All this time when ABC would be like, ‘Why do you want to end the show?’ we’d say, ‘These flashbacks are finite. You can do like three flashbacks of Jack getting drunk and being self-destructive, or Charlie relapsing, or Kate running away and the marshal that is chasing her. But ultimately the first one feels like an origin story because you’re learning about that person for the very first time, but all the other ones feel like you’re treading water. So we’re gonna have to switch gears—we can introduce new characters who have new backstories, but people are invested in the old ones. We’re seeing about eight chess moves ahead and it ain’t gonna end pretty.’ And they just didn’t agree with us.
And then, following negative sentiments towards the lumbering season two and equally unappreciative fan feedback to season three – which the network decided to split into two six-episode halves – started rolling in. There were some fantastic additions to the overall story in those episodes, but there was a lot of bad as well and fans weren’t happy. And that forced ABC to realize that maybe Lindelof and co were right about not keeping the show running forever… and ten seasons is less than forever, right?
Then they finally came to the table and we had a real conversation. They were like, ‘We have agreed to let you end the show.’… I just said to [ABC President] Steve McPherson, ‘Thank you. This is what’s best for the show,’ and he said, ‘We were thinking 10 seasons.’ Mind you, we’re halfway through Season 3, so first off how do you even think we’re gonna get to 10? That’s really the same as saying we’re not gonna let you end the show, because how many drama series even get to 10 seasons?
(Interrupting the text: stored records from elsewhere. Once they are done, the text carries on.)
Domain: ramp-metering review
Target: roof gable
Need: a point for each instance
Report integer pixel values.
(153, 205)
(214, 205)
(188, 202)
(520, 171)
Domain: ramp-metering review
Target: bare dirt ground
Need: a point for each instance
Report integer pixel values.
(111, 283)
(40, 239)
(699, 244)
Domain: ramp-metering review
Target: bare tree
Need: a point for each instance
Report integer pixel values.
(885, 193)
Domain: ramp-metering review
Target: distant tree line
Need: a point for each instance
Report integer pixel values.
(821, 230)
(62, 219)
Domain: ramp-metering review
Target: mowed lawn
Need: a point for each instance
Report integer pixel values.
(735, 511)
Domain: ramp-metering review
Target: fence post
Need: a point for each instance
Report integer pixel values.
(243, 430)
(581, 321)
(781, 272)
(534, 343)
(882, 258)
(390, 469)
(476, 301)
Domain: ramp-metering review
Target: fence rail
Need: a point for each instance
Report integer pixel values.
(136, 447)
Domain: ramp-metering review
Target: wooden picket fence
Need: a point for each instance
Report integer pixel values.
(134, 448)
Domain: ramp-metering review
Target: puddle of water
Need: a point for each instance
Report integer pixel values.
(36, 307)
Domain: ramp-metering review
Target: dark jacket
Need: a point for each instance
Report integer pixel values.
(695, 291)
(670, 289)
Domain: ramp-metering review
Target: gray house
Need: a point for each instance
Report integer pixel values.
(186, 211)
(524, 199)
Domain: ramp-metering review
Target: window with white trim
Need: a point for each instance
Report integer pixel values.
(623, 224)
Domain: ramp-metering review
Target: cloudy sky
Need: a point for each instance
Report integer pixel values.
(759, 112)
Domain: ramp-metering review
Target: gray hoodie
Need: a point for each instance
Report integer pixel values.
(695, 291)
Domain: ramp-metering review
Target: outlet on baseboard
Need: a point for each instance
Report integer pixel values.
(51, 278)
Lindelof countered that absurd number with a proposal for four seasons, as they had already worked out several major plot points that could be wrapped up in that time. After some back and forth, they eventually settled on a compromise of six seasons, but with a reduced episode count per season. This was actually a historic move. Besides for bucking the standard of 23 episodes per season, having showrunners negotiate the end of a show right in the midst of its popularity just never happened. This paradigm shift set a precedent that other high profile productions would follow in the years since. It’s precisely why a show like Breaking Bad could end the way it did.
On top of the modern trend of minimalist TV intros, viral marketing, and use of mysterious polar bears that Lost popularised, it’s this act of having a roadmap with a definitive end that is arguably its biggest contribution to the world of US network television. And Lindelof himself admits that while not everything on that roadmap worked out, “we had a plan and we executed that plan.” Just how different things would have been if this was their original though, we’ll never know.